I saw this topic on the burning questions list, so I said to myself,"I'm an artist, so I should help ya'll out (besides the fact that I want a prize!)." That's what I'm hoping to accomplish here. The first thing ya'll need to know is that no one starts off as a good artist, I don't care what you've heard. Ya'll have to PRACTICE, not just say "I can't draw."
To start, I'll go over some basics with y'all (If you haven't noticed, I'm from the south). Most important thing to do is draw LIGHTLY, I can't stress that enough. If you bear down too hard, you'll make indentions in your paper that mess up your art. Also, put a few sheets of paper inbetween the sheet you're drawing on and the table. First you should practice CIRCLES. your circles will get progressively better. Draw 'em on everything! If you're in school, draw on your notes; if you don't go to school this drawing WILL be more difficult for you to get good at (due to the fact that you aren't confined to a desk all day with nothing to do BUT draw), but don't get discouraged! It's not that hard in the first place!

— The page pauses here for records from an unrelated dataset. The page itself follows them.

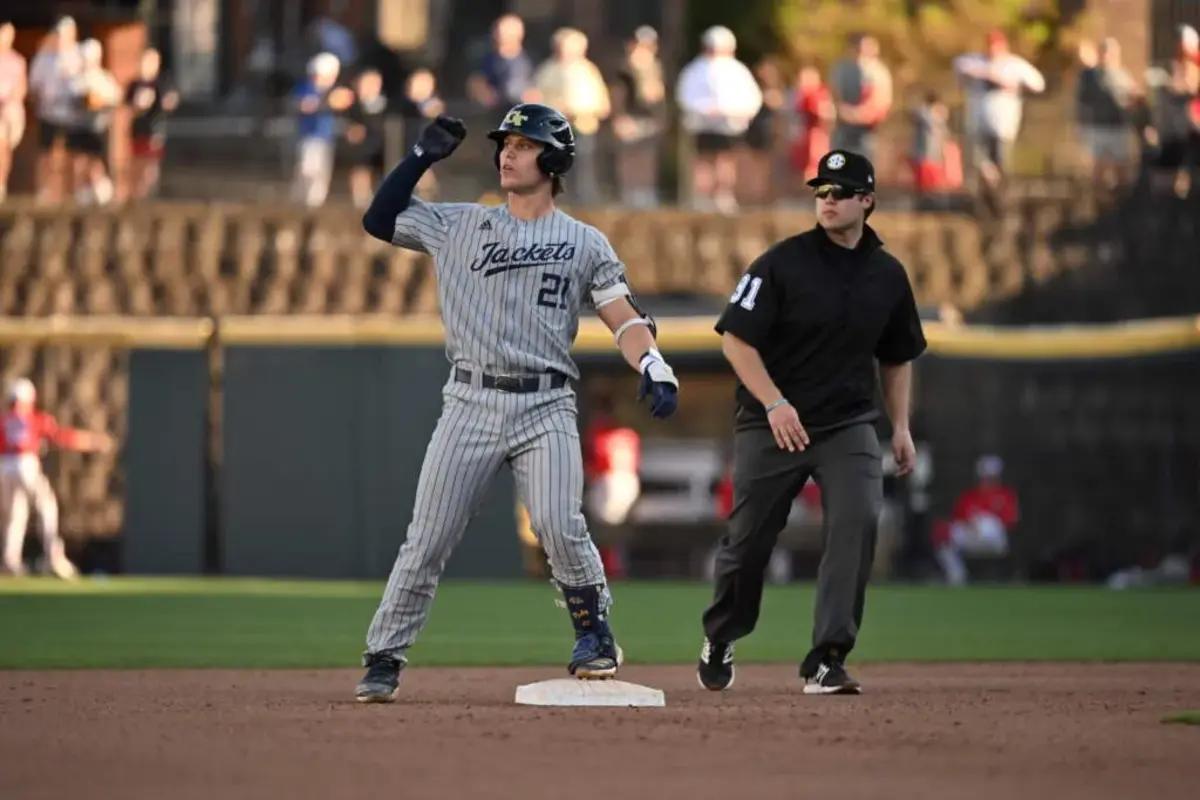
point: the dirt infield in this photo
(936, 731)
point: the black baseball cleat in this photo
(597, 656)
(832, 679)
(715, 667)
(382, 681)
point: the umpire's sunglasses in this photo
(835, 191)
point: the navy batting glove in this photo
(441, 138)
(660, 385)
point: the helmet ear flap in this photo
(555, 162)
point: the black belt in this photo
(510, 383)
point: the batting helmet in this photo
(540, 124)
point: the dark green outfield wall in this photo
(322, 451)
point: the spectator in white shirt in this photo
(718, 96)
(573, 84)
(52, 78)
(995, 82)
(862, 92)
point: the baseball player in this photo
(24, 483)
(511, 281)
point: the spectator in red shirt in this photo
(983, 517)
(23, 482)
(815, 112)
(612, 456)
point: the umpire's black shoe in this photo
(715, 667)
(832, 679)
(382, 681)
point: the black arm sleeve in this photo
(394, 196)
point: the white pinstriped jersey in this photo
(510, 289)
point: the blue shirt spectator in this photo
(504, 76)
(319, 122)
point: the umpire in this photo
(803, 331)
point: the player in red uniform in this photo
(983, 516)
(22, 481)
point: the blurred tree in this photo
(919, 38)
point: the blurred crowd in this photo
(747, 133)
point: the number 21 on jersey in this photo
(553, 290)
(747, 292)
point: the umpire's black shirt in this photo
(819, 314)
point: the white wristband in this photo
(629, 323)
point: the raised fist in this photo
(441, 137)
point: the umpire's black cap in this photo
(847, 169)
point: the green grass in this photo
(256, 623)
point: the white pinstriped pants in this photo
(479, 431)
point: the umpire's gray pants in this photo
(847, 467)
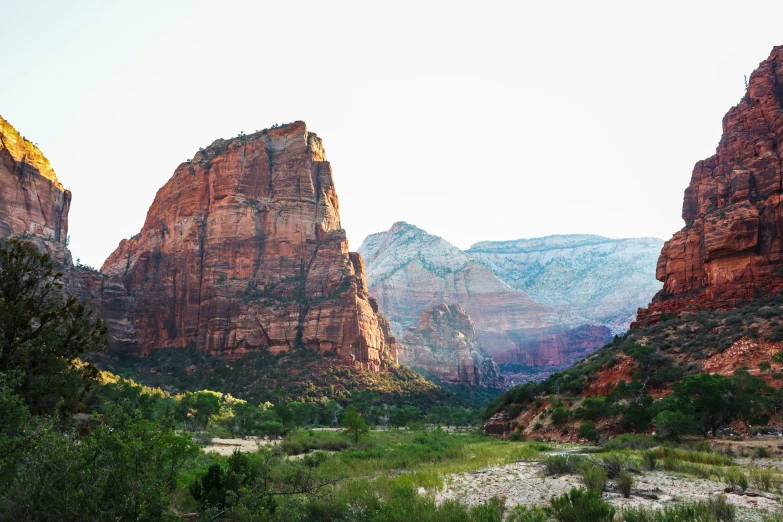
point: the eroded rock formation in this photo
(33, 203)
(444, 345)
(242, 248)
(731, 248)
(410, 271)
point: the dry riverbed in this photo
(525, 483)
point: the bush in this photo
(736, 478)
(614, 465)
(715, 509)
(625, 483)
(594, 477)
(561, 464)
(516, 436)
(588, 431)
(581, 505)
(650, 459)
(528, 514)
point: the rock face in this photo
(601, 280)
(410, 271)
(33, 203)
(731, 248)
(444, 345)
(242, 248)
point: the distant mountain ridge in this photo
(536, 303)
(600, 279)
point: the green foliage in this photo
(42, 333)
(354, 425)
(124, 470)
(581, 505)
(715, 509)
(625, 482)
(561, 464)
(672, 425)
(594, 477)
(589, 432)
(299, 443)
(528, 514)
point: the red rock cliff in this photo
(242, 248)
(445, 345)
(731, 247)
(33, 203)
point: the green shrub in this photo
(761, 452)
(715, 509)
(528, 514)
(736, 478)
(625, 482)
(516, 436)
(588, 431)
(581, 505)
(594, 477)
(561, 464)
(650, 459)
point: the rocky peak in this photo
(731, 248)
(241, 249)
(33, 203)
(444, 345)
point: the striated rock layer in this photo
(731, 248)
(242, 248)
(33, 203)
(410, 271)
(602, 280)
(445, 345)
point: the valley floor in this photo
(526, 483)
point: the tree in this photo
(673, 424)
(354, 424)
(42, 332)
(201, 406)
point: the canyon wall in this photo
(410, 271)
(731, 247)
(444, 345)
(33, 203)
(241, 249)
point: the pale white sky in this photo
(475, 121)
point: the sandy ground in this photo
(525, 483)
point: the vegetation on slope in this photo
(662, 377)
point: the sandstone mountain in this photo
(410, 271)
(33, 203)
(731, 248)
(444, 345)
(602, 280)
(242, 248)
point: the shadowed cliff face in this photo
(445, 345)
(731, 247)
(411, 271)
(242, 248)
(33, 203)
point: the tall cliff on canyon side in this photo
(410, 271)
(33, 203)
(600, 279)
(444, 345)
(242, 248)
(731, 248)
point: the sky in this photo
(472, 120)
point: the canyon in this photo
(539, 305)
(731, 247)
(444, 346)
(242, 249)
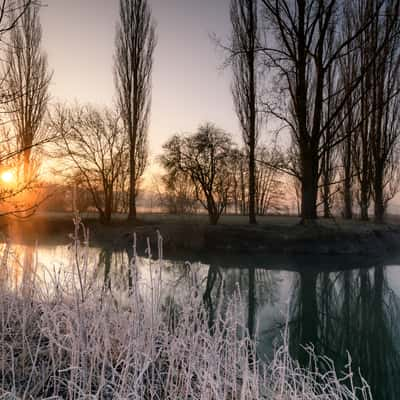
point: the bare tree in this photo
(386, 105)
(28, 77)
(244, 87)
(305, 46)
(135, 43)
(204, 157)
(93, 143)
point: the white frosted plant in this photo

You should also practice the two othe basic shapes of ALL things: Squares(including rectangles), and triangles. If you don't believe me just look at the world around you...ya'll will see how they fit together. PRACTICE PRACTICE PRACTICE!
If y'all need help, I'll do my best to respond and work with you, posting your comments with the appropriate steps will help me out a lot though.
Step 1: Making your 2D shapes 3D
So you've got the first step down, Congratulations! Y'all are one step closer to being a good artist, since after this that's what you will be. Now, we'll start on shading (for this you should use a regular wooden pencil, pens and mechanical pencils can be used, but since ya'll are beginners use wood, make sure you have a good pink (not black or green or whatever) or kneaded eraser that won't leave marks on your paper(eraser marks, ironically, do NOT erase). If you don't know what a kneaded eraser is, it's a gray clay-like eraser, don't worry it's not required, but if you want one you can buy them at Michael's or some similar craft store. Now to the fun part (if this isn't fun for you, you should figure out why and try to fix the problem, otherwise, you won't be the best you can be.) take your pencil and draw a circle, don't worry if it's not perfect that's not what we're going for now. After you've drawn the circle decide where you want the light to come from. my drawings will always depict the light as coming from the upper left, you may wish to do the same. Light is the most important part of your drawings, without it they will appear flat and unrealistic. Luckily, it's very easy apply light to ya'll's drawings. start by lightly shading the entire circle; this will be the "color" of the circle (soon to be ball). Then, erase a SMALL circular section in the upper left quadrant of the circle. this is the reflection of the light. (the reflection's shape depends upon the light source, but for now, all light sources will be ROUND). Now begin to darken the opposite side of the ball, it should be pitch black on the "edge" and gradually fade to the base "color" of the ball as it nears the reflection. Now your circle is a ball, but something's missing...What's that thing that follows you wherever you go?....Oh, that's right, a SHADOW! draw the outline of the shadow starting from the base of the ball and moving to the left and up at about a 25 degree angle, or whatever looks right for your sphere. Then, loop back around to the left and bring the outline to the sphere about half a quadrant (22.5 degrees) above the base. Fill in the out line DARKLY. Wow! That looks so much better than that plain old circle! PRACTICE! Don't quit on me now!